Phase point collapse
Sometimes the engineer measures the waveform below, which is a typical phenomenon of inductor saturation. For engineers with insufficient experience, they are often ignored. Inductance saturation causes the inductance value to drop sharply, similar to a short circuit, which causes a sharp increase in current. MOS tubes tend to burn out due to a sharp increase in temperature. At this time, it is necessary to replace the inductor with a larger saturation current.
Shoot through test
The purpose of the test is to see if the MOSFET is turned on, and if the lower tube is turned on at the same time, causing the power supply to directly conduct to the ground and cause a short circuit. The blue curve (Vgs_Lmos) shown in Figure 3 is the lower tube that is brought up while the upper tube is turned on. If the peak of the blue curve is raised beyond the Vth requirement of the MOS tube, the duration (DuraTIon) ) also exceeds the datasheet requirements, so there is a risk of simultaneous conduction. Of course, this is the most common situation for everyone.
There are a lot of people who will ignore this situation, and even some experienced power test engineers. The following group 4 is the waveform when the lower tube is opened and the upper tube is closed (Figure 4-1 is a schematic diagram, and Figure 4-2 shows the actual test diagram). Although it is not brought up at the same time, please note that the upper and lower tubes have a crossover phenomenon, and the level of the intersection is much higher than the Vth value specified by the MOS tube, which is a serious shoot through phenomenon.
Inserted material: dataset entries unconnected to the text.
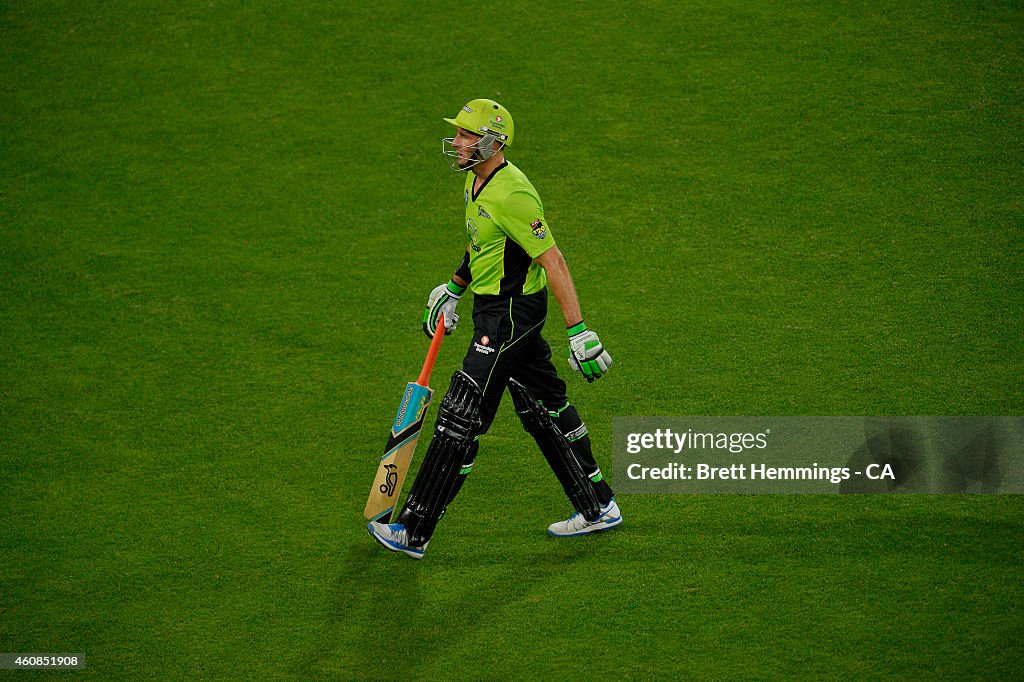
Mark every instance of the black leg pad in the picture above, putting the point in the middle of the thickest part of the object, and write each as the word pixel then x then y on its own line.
pixel 458 423
pixel 556 450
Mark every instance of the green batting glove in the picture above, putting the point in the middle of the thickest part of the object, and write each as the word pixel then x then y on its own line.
pixel 442 299
pixel 586 352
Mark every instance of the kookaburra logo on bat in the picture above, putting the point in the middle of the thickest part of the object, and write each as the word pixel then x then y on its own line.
pixel 391 480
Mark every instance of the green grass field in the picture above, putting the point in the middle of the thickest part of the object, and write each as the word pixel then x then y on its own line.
pixel 219 222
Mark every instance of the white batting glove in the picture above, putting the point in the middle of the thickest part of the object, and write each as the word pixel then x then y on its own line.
pixel 442 299
pixel 586 353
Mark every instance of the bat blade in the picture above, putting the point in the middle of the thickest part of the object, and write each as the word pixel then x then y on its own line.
pixel 397 453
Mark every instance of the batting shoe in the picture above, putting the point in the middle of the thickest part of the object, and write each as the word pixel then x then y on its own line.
pixel 579 525
pixel 395 538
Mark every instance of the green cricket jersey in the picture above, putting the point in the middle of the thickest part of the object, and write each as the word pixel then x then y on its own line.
pixel 507 230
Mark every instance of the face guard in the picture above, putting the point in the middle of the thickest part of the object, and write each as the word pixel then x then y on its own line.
pixel 484 118
pixel 479 151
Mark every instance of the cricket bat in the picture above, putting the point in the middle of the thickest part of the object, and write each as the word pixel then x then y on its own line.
pixel 401 441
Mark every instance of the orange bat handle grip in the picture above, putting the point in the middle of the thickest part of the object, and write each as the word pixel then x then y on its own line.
pixel 435 345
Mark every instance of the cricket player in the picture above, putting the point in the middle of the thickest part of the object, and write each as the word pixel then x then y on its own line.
pixel 510 262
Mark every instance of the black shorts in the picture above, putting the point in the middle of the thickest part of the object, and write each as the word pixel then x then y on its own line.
pixel 507 343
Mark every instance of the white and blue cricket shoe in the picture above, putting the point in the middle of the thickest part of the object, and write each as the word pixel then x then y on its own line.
pixel 579 525
pixel 395 538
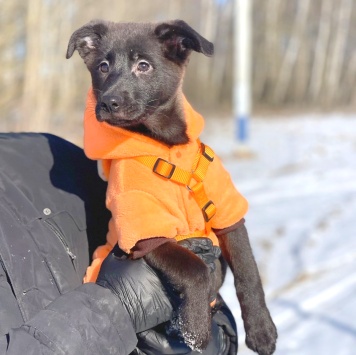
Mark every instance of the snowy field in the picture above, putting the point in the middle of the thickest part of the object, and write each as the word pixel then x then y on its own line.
pixel 301 185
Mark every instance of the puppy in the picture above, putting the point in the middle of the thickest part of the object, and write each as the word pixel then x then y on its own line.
pixel 164 185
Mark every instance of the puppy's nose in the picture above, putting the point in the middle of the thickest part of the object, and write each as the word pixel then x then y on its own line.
pixel 111 103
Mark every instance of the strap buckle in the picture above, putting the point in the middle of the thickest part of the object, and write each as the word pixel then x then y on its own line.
pixel 164 168
pixel 209 211
pixel 207 152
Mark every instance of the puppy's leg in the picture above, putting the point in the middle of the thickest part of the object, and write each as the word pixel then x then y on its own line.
pixel 261 333
pixel 189 276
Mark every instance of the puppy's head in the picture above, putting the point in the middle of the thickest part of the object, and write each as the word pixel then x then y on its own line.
pixel 137 71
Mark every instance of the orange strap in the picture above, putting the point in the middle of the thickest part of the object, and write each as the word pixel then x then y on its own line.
pixel 174 173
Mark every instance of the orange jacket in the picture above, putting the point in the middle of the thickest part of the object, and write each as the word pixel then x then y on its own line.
pixel 145 205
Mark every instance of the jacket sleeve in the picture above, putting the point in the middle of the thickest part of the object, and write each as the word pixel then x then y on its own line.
pixel 88 320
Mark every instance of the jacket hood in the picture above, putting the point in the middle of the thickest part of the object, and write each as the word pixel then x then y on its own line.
pixel 103 141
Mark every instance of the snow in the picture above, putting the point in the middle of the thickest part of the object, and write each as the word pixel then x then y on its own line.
pixel 300 179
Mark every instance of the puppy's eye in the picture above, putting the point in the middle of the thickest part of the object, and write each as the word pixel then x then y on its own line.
pixel 143 66
pixel 104 67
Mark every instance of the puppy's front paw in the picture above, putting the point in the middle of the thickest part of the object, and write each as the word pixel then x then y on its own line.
pixel 261 334
pixel 195 327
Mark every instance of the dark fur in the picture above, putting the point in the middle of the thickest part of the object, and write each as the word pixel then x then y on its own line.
pixel 137 72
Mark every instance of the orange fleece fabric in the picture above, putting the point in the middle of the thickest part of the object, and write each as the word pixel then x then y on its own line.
pixel 145 205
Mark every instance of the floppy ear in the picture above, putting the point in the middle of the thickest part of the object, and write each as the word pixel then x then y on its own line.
pixel 179 39
pixel 86 38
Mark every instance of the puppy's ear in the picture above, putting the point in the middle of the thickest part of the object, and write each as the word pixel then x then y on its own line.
pixel 179 39
pixel 86 38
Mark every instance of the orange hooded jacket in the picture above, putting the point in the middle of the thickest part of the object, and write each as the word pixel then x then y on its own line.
pixel 145 205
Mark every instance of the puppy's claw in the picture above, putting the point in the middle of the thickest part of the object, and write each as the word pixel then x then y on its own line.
pixel 195 330
pixel 262 337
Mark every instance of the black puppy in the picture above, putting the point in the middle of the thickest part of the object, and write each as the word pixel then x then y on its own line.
pixel 137 72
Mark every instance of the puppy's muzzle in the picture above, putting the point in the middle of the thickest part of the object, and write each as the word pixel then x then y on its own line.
pixel 111 104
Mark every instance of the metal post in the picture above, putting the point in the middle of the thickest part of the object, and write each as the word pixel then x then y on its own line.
pixel 242 68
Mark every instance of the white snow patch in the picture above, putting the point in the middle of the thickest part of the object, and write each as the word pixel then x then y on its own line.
pixel 301 186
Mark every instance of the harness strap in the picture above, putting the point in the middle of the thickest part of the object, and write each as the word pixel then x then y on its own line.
pixel 180 176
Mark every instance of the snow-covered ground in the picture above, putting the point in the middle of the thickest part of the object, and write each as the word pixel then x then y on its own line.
pixel 300 180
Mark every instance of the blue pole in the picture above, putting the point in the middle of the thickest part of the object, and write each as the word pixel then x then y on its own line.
pixel 242 64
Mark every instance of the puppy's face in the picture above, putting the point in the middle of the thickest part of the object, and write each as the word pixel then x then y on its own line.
pixel 137 71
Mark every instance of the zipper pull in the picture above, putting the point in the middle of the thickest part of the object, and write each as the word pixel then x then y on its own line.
pixel 72 256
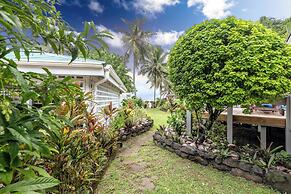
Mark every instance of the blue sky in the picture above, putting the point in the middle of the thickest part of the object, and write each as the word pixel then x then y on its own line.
pixel 167 18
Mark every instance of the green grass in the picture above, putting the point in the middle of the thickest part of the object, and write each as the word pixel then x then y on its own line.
pixel 168 172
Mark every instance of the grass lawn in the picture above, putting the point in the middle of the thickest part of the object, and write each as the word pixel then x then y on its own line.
pixel 142 167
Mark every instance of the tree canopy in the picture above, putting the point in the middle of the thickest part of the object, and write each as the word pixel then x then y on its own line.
pixel 281 26
pixel 155 68
pixel 136 43
pixel 226 62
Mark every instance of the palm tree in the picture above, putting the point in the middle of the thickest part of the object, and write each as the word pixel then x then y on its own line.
pixel 136 42
pixel 155 68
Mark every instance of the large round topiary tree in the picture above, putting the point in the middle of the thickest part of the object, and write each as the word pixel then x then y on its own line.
pixel 226 62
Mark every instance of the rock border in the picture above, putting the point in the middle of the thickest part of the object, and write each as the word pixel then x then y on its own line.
pixel 126 133
pixel 274 177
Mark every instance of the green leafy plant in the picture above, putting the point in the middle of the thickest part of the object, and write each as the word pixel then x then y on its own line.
pixel 26 130
pixel 177 121
pixel 226 62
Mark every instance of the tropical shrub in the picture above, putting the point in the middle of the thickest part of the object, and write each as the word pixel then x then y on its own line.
pixel 227 62
pixel 133 102
pixel 24 129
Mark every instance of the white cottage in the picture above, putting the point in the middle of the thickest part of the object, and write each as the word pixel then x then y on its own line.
pixel 92 75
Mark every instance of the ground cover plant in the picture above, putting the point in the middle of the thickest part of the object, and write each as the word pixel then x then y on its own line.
pixel 143 167
pixel 32 135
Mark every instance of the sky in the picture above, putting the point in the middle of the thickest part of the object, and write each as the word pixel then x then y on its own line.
pixel 168 19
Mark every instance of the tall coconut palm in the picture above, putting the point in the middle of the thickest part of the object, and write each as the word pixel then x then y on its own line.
pixel 136 42
pixel 155 68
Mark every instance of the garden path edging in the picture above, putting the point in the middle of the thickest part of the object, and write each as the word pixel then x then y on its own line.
pixel 126 133
pixel 275 178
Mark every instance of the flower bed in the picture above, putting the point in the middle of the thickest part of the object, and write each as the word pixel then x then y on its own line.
pixel 278 177
pixel 126 133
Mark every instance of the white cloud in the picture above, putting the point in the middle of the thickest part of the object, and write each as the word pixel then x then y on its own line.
pixel 152 7
pixel 71 3
pixel 122 3
pixel 213 8
pixel 95 6
pixel 144 89
pixel 116 41
pixel 166 38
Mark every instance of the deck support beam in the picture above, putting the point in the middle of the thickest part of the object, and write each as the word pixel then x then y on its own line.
pixel 189 122
pixel 263 136
pixel 230 125
pixel 288 125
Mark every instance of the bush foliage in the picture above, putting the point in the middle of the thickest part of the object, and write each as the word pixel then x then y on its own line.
pixel 226 62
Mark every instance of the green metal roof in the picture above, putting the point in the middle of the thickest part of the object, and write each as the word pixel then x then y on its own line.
pixel 49 57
The most direct consequence is that the MOS tube burned out!
Phase margin and bandwidth
Phase margin and bandwidth are items that many companies have not tested (especially smaller companies are limited by instruments), but this is a very important test. Whether the power system is stable, whether it can work effectively for a long time (3 years or more), phase margin and bandwidth can play a decisive role to a large extent. Many companies rely entirely on the recommended values ​​in the reference design given by the power chip manufacturer, but there are often significant differences with your design, which poses a significant potential risk.
If the system is an unstable system, reflected in some power test items, you will see the following major problems.
â— The Noise test of the power supply passed, but the power supply is still unstable. Performance as a functional test fail. Often engineers have said that my power supply is very small when debugging, adding a lot of capacitors, why not run? In fact, his closed-loop system is inherently unstable.
â— Phase point jitter is too large. This is a typical instability phenomenon.
â— The transient response is too large. The most stupid way is to add a lot of capacitors to meet the transient response requirements. For low-cost products, this is money.